His attention focuses on the humanity that populates the narrow streets and alleys of the center, the feverish faces, full of life, love, sadness. He is immediately mesmerized by them.

Since that distant Summer of 2010, Lloyd has spent every summer in the city, often for long periods.

Here, he has collected over the years an anthology – like photographic repertoire, mixing the aesthetics of fashion photos with the anthropological aesthetics of photojournalism.

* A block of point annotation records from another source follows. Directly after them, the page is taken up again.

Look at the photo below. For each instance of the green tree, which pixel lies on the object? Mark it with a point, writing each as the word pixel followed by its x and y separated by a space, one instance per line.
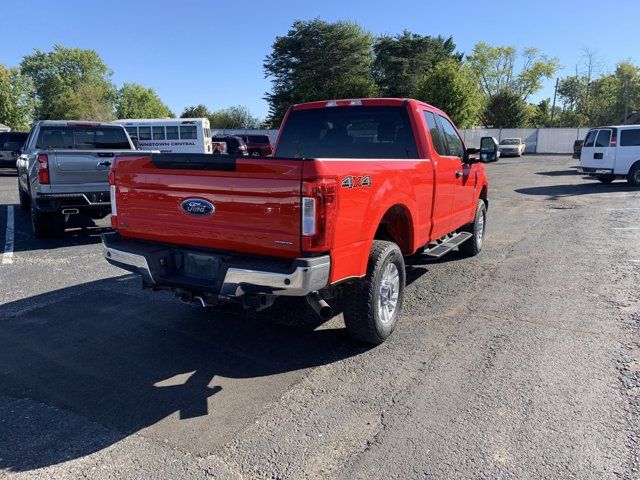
pixel 196 111
pixel 401 61
pixel 60 75
pixel 540 114
pixel 451 86
pixel 136 101
pixel 503 85
pixel 17 103
pixel 318 60
pixel 233 118
pixel 597 101
pixel 505 109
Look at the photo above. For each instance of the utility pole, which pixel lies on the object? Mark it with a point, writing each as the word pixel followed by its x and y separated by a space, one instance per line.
pixel 626 101
pixel 553 108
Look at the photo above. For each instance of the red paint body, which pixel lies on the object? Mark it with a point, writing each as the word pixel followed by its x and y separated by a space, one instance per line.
pixel 258 206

Over the past five years, Lloyd has focused primarily on the various communities that make up the city’s “biodiversity”: elderly fishermen who still go out to sea at 5:00 a.m., to the femminielli who gather outside at the basses of the Quartieri Spagnoli, to the very young who climb the rocks of Mergellina.

Brett Lloyd‘s intent has always been to show another aspect of the city, the one less visible and concealed, often buried by the blanket of crime news and urban decay; to describe, through the all-black-and-white images taken with a Rolleiflex camera from the 1960s, the alchemical meeting of past and present, captivating and vibrant.

Leafing through the book’s 180 pages, it is this timelessness of the shots that is most striking, rooted in the Italian neorealist cinema of which Lloyd is a great admirer.

The facades of dilapidated houses, the sparkle of the Tyrrhenian Sea that creates a light-and-dark game with the burnt tan of its inhabitants after a very hot summer day, spent on the rocks.

Some of Lloyd‘s references are less obvious and more highbrow, such as Goethe’s famous Travels to Italy diaries, to the 19th-century Neapolitan school of painting, one above all, Vincenzo Gemito.

For all those unfamiliar with Naples, the photographer says:

“I want those who see this book to get to the last page, go to Skyscanner and buy a flight to Naples right away. That’s what I want to see happen.”